De la música a la danza, me descubrí en el movimiento de tu espalda, de tus brazos extendidos al cielo, de tu pelo siempre al viento, de los colores que envolvían tu cuerpo y dejaban estela tras tu paso siguiendo el ritmo del viento. Había luz a través de tu mirada, había risas de escucharte siempre alada. Eras hada, eras siempre una caricia para el alma.

Cuando tu camino y el mío se encontraron, fue tan corto que creí que había pasado en un sueño; uno de esos lindos en los que aparecen las personas que uno ama. Diez años de distancia nos separan, y continúan los ecos de palabras conversadas, de canciones a los gritos cantadas, de secretos bien guardados, de tu voz llena de vida,  de tu mano amiga siempre a todos extendida, de tu vida con alas.

Amigas que llenan el espacio de miles, bastó tan solo una mirada para saber que serías eterna. Inmortal por lo menos en mi alma.

La voz de un teléfono que sonaba apagada por la angustia, me hizo saber que ya no estabas.

De un corazón achicharrado, saltaron lágrimas que inundaron  mi cuerpo y llegaron hasta el alma. Maldiciendo la distancia, no hubo consuelo en palabras.

Un nuevo año que comenzaba trayendo a la tristeza enjaulada.

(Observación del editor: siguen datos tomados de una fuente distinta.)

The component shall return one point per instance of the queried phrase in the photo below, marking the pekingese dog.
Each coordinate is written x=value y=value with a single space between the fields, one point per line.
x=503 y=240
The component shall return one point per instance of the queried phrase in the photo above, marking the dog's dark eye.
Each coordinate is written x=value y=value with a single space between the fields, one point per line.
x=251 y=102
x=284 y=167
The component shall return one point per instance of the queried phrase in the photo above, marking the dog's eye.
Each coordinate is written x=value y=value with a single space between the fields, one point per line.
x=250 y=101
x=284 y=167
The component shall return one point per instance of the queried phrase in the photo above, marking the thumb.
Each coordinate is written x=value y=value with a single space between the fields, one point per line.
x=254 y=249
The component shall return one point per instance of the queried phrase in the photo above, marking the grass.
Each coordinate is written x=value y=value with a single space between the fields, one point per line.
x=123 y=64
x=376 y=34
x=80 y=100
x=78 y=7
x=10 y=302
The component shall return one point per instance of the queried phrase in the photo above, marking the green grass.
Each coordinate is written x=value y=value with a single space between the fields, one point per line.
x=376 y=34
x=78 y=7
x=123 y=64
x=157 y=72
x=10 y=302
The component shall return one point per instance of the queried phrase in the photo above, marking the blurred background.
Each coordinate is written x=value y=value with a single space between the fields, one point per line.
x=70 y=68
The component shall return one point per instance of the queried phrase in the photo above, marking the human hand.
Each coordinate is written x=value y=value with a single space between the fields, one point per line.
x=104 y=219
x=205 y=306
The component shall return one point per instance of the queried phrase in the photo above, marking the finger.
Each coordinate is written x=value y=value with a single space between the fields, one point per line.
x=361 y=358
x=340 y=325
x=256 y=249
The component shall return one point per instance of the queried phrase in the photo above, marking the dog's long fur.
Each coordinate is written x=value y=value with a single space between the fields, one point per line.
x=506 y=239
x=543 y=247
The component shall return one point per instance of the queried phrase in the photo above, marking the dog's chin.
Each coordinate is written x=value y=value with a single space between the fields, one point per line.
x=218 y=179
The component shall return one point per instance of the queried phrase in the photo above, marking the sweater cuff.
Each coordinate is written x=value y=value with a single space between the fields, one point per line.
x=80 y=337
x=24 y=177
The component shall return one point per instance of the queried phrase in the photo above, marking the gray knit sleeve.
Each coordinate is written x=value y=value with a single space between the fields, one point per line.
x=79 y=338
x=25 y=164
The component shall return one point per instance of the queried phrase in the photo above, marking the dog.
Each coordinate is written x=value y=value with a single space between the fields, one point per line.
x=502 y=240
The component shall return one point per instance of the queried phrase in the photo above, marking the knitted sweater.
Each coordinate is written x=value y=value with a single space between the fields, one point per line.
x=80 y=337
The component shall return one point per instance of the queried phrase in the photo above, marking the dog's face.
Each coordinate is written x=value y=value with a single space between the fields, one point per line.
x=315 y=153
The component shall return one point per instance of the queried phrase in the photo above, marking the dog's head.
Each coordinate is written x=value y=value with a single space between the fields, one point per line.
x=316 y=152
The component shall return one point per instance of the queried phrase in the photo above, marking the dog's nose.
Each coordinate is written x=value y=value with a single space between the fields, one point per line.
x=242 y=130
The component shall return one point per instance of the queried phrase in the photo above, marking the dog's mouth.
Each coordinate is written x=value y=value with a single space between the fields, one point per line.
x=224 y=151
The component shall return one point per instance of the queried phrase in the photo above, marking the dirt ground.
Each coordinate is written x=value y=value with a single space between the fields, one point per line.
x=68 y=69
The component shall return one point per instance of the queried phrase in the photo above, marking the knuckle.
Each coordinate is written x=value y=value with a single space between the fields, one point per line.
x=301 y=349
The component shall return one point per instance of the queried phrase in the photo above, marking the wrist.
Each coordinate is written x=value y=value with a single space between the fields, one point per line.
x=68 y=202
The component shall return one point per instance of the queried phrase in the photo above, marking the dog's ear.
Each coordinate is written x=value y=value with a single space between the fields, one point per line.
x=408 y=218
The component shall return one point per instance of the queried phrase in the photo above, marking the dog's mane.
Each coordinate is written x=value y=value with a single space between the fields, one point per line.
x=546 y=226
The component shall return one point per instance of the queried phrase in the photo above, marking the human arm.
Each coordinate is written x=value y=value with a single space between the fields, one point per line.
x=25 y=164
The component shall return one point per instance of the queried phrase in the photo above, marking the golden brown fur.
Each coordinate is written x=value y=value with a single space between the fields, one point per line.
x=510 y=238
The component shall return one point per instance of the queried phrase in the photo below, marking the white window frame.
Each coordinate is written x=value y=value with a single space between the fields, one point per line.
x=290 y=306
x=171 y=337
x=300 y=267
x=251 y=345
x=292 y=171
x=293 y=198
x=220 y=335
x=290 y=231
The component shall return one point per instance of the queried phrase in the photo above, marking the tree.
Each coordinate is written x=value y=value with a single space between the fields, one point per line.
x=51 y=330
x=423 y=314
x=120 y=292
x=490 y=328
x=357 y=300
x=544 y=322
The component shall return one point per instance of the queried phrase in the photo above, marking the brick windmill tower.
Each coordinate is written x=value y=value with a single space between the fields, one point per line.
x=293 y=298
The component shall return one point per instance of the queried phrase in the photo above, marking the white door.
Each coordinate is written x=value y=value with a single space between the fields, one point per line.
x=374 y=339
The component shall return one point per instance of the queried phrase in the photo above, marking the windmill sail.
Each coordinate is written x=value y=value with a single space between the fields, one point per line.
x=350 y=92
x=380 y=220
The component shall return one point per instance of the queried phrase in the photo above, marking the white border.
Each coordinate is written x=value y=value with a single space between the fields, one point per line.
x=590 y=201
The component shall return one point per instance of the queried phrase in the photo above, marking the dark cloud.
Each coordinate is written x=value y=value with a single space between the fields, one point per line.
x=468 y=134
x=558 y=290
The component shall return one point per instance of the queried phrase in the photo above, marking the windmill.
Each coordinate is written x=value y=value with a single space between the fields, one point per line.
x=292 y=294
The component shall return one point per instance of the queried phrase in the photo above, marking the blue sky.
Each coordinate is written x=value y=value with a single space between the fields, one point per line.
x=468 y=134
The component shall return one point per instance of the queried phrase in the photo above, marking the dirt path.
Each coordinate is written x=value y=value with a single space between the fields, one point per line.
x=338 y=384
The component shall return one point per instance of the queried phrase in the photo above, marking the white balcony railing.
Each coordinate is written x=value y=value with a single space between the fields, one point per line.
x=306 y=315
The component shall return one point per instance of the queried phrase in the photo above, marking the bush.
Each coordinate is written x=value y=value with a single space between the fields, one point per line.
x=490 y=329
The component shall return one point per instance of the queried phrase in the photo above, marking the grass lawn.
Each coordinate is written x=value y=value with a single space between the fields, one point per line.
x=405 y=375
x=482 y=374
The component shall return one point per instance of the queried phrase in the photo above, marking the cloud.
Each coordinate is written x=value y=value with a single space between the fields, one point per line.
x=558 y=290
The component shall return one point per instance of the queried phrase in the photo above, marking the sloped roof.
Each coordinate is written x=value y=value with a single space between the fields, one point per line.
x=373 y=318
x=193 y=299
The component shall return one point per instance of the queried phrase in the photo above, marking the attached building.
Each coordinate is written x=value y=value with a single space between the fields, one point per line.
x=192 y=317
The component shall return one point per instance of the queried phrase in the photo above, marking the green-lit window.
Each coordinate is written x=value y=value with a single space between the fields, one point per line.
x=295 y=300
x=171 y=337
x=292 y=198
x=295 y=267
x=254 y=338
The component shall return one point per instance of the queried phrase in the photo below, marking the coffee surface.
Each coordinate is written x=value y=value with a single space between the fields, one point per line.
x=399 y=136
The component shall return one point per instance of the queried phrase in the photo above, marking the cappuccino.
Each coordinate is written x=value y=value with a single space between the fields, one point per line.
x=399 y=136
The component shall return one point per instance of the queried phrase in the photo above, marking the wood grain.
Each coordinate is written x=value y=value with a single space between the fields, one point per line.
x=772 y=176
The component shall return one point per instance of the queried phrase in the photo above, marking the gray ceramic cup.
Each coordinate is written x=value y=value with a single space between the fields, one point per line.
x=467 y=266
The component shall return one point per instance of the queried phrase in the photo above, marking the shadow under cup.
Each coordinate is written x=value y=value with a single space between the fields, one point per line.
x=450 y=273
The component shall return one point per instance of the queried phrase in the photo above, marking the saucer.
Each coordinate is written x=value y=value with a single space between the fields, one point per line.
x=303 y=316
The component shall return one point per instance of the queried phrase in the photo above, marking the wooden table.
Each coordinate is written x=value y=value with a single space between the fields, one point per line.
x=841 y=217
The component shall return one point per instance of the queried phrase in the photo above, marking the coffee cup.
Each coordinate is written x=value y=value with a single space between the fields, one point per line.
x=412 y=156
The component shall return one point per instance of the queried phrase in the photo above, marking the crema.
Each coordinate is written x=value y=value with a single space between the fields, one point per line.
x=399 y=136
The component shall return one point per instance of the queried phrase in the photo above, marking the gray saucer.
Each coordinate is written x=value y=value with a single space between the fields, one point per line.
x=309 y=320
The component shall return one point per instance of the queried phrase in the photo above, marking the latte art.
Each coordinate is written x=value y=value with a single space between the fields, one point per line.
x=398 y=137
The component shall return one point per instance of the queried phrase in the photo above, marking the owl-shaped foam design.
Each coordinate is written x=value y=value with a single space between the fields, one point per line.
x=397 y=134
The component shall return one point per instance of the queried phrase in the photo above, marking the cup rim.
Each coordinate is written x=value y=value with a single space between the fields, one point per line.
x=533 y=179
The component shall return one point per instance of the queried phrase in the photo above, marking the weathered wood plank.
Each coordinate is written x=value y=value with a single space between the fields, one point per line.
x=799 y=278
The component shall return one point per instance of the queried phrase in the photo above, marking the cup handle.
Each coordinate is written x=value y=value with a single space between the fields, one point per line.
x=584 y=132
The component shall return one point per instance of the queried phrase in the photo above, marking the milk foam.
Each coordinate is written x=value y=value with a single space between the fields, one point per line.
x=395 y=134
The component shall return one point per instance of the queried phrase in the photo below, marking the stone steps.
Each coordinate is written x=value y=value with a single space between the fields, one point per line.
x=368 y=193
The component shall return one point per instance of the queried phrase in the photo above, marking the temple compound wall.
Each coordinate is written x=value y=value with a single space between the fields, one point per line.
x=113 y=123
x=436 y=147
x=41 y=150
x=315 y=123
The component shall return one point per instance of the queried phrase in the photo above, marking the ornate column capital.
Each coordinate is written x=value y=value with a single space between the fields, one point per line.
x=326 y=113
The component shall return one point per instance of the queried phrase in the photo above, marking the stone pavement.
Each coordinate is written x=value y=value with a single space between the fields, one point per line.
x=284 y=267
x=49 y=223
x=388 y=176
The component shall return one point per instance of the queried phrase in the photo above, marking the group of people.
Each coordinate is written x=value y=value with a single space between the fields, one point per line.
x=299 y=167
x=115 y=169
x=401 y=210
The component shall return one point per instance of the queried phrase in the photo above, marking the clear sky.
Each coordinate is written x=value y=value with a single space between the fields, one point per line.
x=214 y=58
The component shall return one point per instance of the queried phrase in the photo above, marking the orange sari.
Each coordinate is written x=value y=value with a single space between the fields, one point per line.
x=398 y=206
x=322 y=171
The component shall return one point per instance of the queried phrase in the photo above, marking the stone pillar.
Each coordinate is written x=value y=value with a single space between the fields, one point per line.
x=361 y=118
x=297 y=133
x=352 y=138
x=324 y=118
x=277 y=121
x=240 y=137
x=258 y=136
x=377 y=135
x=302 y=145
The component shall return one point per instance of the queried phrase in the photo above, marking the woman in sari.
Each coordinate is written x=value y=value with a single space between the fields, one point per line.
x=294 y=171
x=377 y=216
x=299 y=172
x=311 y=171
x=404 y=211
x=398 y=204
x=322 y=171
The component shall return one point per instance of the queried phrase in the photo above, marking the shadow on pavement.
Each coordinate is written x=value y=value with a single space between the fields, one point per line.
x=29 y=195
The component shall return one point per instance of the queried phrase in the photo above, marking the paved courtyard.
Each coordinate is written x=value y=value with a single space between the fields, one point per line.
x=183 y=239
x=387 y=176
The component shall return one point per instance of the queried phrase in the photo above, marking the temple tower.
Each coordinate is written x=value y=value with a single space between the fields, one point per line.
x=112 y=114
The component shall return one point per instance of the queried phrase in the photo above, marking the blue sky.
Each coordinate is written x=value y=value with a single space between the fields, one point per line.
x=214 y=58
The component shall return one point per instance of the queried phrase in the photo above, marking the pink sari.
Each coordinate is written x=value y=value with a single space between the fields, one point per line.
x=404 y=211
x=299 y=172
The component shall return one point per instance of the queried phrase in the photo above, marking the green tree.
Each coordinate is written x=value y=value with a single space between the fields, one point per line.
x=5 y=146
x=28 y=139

Quise correr a abrazarte, quise que me envolvieras con tus alas.

Te rogué que volvieras, que no nos dejaras.

Una luz amarilla brillante marcó el espacio vacío que dejabas y subió hasta el cielo, donde te marchabas. La tierra se tiñó del rojo color de tus entrañas.

La luna de rock se sintió opacada, sin tu brillo de vida, sin la luz de tu mirada, sin la alegría de vida a la que nos tenías acostumbradas. Faltaba la energía de tu simple mirada.

Cómo en una máquina del tiempo, los años volvieron todavía mucho más atrás, y descolgué la frase en lápiz borroneada por el destino. Esa que de tanto repertirla ya la tenía tatuada en el alma. Entendí que había una razón, y recién ahora lo notaba. No era la sumatoria de vocales, era una oración que explicaba porqué vos ya no estabas.

“Los buenos mueren primero” ponía voz en las palabras. Con las rodillas en el suelo, arrugué el papel entre mis manos y las apoyé en el pecho. Y lloré tu partida y lloré tu ausencia, y me aferré al pedazo de vos que aún me quedaba.

A las fotos que aún guardo, a las letras en canciones cantadas que te hacen eco y no dejan que tu recuerdo parta.

Hoy entendí el verdadero significado, y finalmente entendí su verdad.

Aunque se que vuelas por los aires, maldigo al destino, maldigo no poder seguir escuchando tus palabras. Pero vuelas el vuelo de un hada. Se que estás en cada letra, de un tango que recuerda a una amada.

Amores que marcan el contorno del espíritu que te da forma; amores de amiga, amores de hermanas, amores de hijas, amores de amada. Amores de una luna que llora el rock de tus alas.